Apparently Portland's still the new Bohemia, if you gauge the eclectic music and the popping 'zine scene that continually defines an alternative culture worthy of mass attention. For their part, it's as if Portland's Blue Skies For Black Hearts are trying to reignite the powder keg of British Invasion revivalism that detonated through the early 90s courtesy of The Las, Material Issue and most notably Oasis, Portland’s Blue Skies For Black Hearts has been steadily bringing a sound cultivated from The Beatles as well as the altruistic solo efforts of John Lennon and George Harrison respectively. Adding a bit of Elvis Costello panache and a lot of stoop-side strumming mentality, and Blue Skies For Black Hearts has emerged as one of America’s best hopes for alt rock resurgence. (If that's what you're hoping for.)

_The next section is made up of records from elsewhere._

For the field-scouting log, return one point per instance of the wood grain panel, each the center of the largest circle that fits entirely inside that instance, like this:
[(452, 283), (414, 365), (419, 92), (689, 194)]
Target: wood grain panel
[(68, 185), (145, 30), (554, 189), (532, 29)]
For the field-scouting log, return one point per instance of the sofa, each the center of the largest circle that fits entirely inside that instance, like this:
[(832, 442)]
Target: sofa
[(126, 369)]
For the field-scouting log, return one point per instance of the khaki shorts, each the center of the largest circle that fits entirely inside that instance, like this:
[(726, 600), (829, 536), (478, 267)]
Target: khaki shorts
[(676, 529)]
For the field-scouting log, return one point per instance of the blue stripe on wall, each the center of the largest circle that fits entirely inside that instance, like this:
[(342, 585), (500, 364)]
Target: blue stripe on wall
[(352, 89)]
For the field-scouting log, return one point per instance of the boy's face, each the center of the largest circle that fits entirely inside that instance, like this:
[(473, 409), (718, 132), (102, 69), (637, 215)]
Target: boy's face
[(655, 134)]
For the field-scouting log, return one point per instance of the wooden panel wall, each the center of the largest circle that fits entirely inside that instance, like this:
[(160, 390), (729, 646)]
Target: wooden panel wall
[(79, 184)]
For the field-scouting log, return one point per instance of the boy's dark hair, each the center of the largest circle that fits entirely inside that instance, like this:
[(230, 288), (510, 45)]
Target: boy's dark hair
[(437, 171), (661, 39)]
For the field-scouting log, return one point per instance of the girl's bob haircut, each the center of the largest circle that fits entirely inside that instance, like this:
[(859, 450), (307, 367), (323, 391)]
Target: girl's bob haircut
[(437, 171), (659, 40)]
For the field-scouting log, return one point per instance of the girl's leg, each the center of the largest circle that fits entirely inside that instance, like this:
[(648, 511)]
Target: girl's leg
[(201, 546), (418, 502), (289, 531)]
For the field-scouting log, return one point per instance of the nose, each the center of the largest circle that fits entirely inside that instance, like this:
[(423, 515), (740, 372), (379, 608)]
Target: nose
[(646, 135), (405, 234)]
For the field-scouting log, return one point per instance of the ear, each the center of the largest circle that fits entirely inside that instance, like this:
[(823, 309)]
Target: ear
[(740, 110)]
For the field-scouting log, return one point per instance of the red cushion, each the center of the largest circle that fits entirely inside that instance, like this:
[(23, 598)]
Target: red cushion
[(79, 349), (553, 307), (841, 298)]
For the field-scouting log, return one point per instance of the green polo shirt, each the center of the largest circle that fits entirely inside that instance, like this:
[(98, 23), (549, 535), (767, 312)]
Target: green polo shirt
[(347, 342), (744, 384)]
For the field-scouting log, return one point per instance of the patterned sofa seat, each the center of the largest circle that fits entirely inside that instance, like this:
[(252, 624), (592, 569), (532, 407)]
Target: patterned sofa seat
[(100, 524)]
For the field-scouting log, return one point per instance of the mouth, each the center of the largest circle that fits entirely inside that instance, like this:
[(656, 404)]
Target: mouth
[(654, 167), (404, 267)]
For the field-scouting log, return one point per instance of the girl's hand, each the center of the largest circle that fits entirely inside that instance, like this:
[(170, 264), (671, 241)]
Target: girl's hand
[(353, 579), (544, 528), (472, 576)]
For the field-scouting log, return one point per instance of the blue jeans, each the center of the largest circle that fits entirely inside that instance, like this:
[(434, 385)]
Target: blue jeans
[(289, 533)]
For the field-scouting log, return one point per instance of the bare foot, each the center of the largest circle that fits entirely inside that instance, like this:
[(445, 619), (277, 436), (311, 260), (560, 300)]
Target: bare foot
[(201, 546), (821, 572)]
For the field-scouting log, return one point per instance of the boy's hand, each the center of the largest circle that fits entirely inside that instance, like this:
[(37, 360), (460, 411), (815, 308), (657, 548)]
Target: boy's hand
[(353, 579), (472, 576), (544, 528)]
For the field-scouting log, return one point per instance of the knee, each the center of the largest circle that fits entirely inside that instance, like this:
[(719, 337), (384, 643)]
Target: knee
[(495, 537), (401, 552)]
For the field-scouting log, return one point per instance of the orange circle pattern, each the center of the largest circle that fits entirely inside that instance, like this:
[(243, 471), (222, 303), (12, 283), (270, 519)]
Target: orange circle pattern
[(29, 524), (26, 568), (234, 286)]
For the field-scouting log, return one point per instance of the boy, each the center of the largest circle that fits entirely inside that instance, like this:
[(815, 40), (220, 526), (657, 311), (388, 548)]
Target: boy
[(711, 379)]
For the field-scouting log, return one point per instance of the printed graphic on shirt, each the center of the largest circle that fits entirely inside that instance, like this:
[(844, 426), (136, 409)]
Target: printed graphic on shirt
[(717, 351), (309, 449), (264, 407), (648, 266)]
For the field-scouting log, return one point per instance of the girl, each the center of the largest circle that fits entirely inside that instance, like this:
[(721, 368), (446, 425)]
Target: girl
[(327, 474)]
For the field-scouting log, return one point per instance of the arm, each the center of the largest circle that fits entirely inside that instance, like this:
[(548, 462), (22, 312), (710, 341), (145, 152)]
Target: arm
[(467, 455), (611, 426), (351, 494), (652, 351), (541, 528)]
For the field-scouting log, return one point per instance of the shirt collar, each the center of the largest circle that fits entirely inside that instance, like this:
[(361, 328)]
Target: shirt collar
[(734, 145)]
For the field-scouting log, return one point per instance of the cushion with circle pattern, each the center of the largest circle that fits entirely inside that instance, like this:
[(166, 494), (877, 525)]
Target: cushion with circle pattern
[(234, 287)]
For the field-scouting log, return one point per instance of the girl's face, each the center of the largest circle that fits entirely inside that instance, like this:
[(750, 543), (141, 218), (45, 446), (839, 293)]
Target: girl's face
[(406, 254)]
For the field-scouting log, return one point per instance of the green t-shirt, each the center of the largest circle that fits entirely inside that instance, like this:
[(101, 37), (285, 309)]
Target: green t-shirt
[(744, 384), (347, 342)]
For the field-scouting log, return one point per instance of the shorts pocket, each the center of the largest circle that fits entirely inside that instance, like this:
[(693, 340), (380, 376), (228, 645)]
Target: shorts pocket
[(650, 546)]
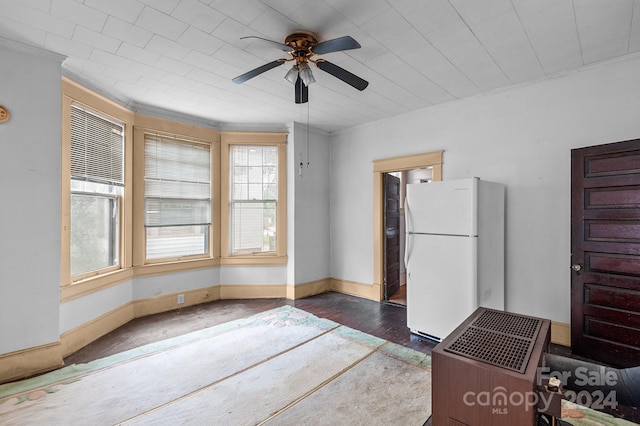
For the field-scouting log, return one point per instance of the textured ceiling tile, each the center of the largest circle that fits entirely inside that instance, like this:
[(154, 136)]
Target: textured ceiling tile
[(634, 38), (201, 41), (160, 23), (124, 31), (359, 12), (603, 30), (96, 40), (198, 15), (126, 10), (48, 23), (137, 54), (181, 55), (67, 47), (244, 11), (551, 29), (74, 11), (172, 49), (164, 6), (386, 25)]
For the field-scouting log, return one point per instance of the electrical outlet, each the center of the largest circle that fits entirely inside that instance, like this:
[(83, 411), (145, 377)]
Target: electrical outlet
[(4, 114)]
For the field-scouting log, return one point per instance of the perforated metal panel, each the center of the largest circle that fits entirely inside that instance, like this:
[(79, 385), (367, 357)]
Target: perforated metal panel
[(498, 338)]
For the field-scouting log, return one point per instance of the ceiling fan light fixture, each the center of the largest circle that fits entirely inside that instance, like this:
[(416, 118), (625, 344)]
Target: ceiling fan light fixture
[(305, 74), (292, 75)]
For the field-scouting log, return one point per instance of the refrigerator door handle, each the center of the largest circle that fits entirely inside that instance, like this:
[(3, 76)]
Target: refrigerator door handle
[(409, 229), (407, 250)]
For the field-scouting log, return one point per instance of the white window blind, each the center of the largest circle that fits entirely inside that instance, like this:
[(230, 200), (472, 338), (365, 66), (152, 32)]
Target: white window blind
[(254, 197), (97, 183), (97, 148), (177, 196)]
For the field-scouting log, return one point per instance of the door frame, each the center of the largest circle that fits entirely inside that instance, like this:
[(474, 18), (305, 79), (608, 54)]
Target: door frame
[(380, 167)]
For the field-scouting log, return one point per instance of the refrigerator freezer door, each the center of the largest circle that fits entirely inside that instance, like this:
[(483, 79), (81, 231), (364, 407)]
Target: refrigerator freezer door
[(441, 283), (447, 207)]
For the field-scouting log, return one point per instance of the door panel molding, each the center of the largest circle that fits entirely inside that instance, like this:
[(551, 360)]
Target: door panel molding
[(605, 251)]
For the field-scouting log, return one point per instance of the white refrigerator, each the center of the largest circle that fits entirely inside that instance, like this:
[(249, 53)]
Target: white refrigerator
[(454, 255)]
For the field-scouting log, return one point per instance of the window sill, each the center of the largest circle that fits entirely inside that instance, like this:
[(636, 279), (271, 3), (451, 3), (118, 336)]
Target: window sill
[(253, 260), (90, 285)]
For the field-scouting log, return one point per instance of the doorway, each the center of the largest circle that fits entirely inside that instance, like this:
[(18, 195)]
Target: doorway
[(395, 277), (432, 160), (605, 253)]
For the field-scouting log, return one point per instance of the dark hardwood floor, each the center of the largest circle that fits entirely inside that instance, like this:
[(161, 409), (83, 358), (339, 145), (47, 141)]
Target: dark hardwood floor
[(386, 321)]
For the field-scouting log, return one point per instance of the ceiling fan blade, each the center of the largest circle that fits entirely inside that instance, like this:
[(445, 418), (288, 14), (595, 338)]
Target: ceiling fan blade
[(335, 45), (343, 75), (255, 72), (282, 46)]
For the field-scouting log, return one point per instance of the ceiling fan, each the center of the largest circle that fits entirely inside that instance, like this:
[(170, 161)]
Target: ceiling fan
[(303, 46)]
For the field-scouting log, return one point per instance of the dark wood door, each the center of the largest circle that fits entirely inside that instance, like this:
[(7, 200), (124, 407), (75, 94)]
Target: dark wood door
[(605, 240), (392, 235)]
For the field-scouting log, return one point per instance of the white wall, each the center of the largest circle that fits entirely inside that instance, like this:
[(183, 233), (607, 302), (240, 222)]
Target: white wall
[(521, 137), (308, 205), (30, 197)]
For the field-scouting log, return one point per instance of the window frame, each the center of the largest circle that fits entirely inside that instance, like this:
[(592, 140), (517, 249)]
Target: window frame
[(210, 234), (279, 140), (81, 284), (132, 230), (160, 127)]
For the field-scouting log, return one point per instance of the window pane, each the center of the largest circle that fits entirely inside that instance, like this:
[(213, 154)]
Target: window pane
[(163, 212), (97, 148), (94, 233), (254, 192), (254, 227), (177, 189), (177, 241)]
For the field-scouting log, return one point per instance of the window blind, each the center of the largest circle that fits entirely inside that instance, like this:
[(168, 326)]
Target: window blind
[(177, 182), (97, 148)]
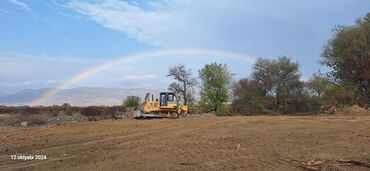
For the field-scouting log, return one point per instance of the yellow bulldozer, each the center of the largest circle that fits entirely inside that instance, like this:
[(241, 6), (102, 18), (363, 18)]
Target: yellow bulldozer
[(164, 107)]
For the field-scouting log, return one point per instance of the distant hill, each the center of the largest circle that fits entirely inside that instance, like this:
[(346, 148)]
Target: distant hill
[(81, 96)]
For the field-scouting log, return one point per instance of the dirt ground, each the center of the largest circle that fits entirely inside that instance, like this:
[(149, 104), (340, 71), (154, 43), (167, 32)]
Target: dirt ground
[(203, 143)]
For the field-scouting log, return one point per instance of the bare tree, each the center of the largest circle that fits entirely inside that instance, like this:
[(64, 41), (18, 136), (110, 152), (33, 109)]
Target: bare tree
[(185, 81)]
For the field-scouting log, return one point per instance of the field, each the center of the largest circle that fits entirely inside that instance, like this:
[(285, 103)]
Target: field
[(200, 143)]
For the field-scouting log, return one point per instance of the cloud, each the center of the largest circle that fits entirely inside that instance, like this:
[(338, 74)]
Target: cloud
[(20, 4), (23, 71), (20, 71), (169, 23), (146, 26), (140, 77)]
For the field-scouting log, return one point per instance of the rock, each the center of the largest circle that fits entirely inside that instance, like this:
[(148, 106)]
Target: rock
[(24, 123)]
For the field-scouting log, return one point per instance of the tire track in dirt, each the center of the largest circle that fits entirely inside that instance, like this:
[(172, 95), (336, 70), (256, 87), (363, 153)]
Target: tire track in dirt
[(149, 135)]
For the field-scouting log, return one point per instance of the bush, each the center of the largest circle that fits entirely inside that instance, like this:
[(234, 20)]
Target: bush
[(131, 101)]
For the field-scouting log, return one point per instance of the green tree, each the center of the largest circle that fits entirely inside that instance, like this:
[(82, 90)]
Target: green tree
[(288, 84), (248, 97), (184, 87), (317, 83), (215, 80), (348, 54), (280, 79), (131, 101)]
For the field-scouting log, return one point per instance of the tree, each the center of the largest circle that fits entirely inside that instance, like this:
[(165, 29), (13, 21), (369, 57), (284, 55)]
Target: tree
[(287, 82), (248, 96), (317, 83), (185, 82), (131, 101), (348, 54), (263, 72), (215, 80), (279, 79)]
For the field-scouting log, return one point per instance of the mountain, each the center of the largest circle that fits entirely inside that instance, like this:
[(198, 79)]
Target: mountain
[(81, 96)]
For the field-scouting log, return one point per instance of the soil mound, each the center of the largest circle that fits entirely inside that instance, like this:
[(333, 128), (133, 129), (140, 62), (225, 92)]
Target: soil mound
[(349, 110)]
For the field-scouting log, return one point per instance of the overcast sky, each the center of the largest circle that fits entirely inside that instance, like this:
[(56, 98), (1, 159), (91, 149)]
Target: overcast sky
[(45, 42)]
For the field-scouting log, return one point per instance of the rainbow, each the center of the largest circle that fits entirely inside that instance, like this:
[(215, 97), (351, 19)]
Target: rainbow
[(204, 52)]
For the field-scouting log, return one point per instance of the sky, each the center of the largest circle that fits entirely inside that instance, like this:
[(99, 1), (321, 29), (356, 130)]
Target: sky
[(45, 42)]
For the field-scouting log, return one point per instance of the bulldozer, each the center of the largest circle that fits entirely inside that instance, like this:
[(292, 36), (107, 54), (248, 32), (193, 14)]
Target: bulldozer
[(164, 107)]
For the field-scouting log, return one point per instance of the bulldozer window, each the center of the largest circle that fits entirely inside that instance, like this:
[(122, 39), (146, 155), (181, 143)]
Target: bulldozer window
[(171, 97)]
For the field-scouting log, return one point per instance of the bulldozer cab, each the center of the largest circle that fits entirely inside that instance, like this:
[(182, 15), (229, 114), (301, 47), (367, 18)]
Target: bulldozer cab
[(165, 106), (167, 98)]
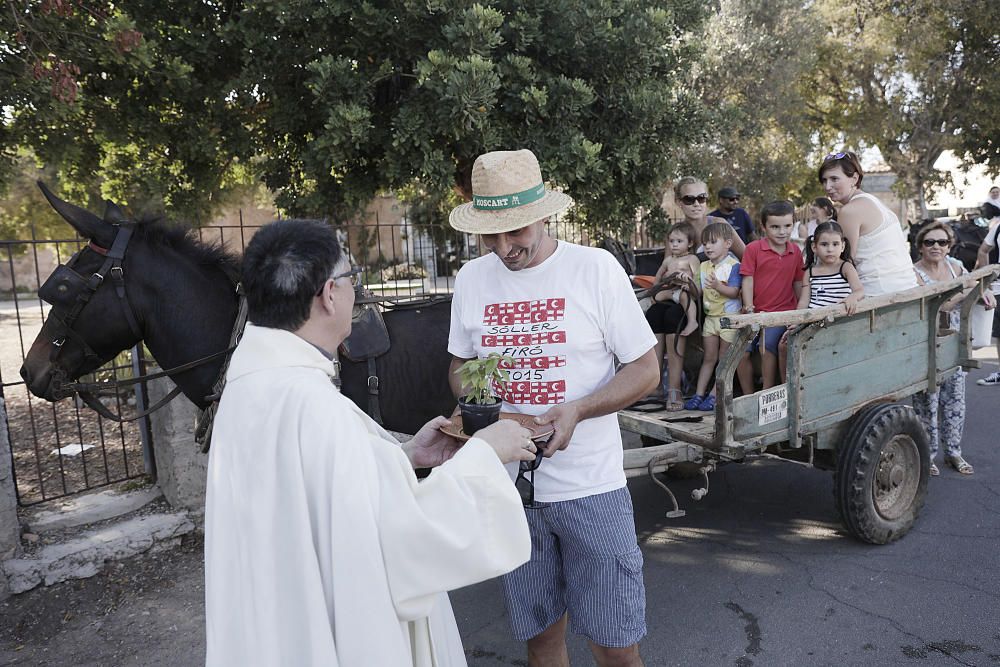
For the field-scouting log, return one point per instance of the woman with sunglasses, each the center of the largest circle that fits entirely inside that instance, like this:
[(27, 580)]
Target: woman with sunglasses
[(667, 319), (877, 242), (943, 412), (692, 195)]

Blue Skies For Black Hearts' previous album Love is Not Enough is wonderfully rough around the edges and addicted to both the White Album-era Beatles and the Yoko Ono adoration of late seventies John Lennon. On the latest album, the band still follows the Lennon love trip on songs like “She’ll Follow Me”, “Won’t You Please Stay”, “If I Wanted You Back” and “I Still Wish You Were Around”, but assuredly this group has polished up its act for one of this year’s more feel-good rides, just in the nick of time for a quickly despairing and agitated country that could use the mostly upbeat tempo of this album.
Opening Serenades and Hand Grenades is the song on the hit list of almost every reviewer, “Siouxie Please Come Home”. The sweet and sugary resonance of post-adolescent nostalgia drips all over this song, pining to near-desperation for a return to the days when Siouxie Sioux And Her Banshees were all the rage of the underground, along with The Cure, Echo And The Bunnymen, Bauhaus, The Psychedelic Furs and The Smiths. What’s particularly shrewd about Blue Skies For Black Hearts is the way this affinity for old-school alternative rock is offset with atypical buoyancy instead of wallowing in requiem. For all their clamoring to usher back the alternative scene, the music takes the optimistic road on peppy songs like “A World Without Love”, “Ambition” and “Pretty People” while merging some Lennon with Elvis Costello and even Madness on both “Sweet Valentine” and “Jenny & Steve”.
For the handful of times Blue Skies For Black Hearts slows the pace on Serenades and Hand Grenades, this album is nonetheless largely effervescent in its Lennon-esque reinvention and is a major step forward towards a musical idealism that’s more oftentimes vacant in American music.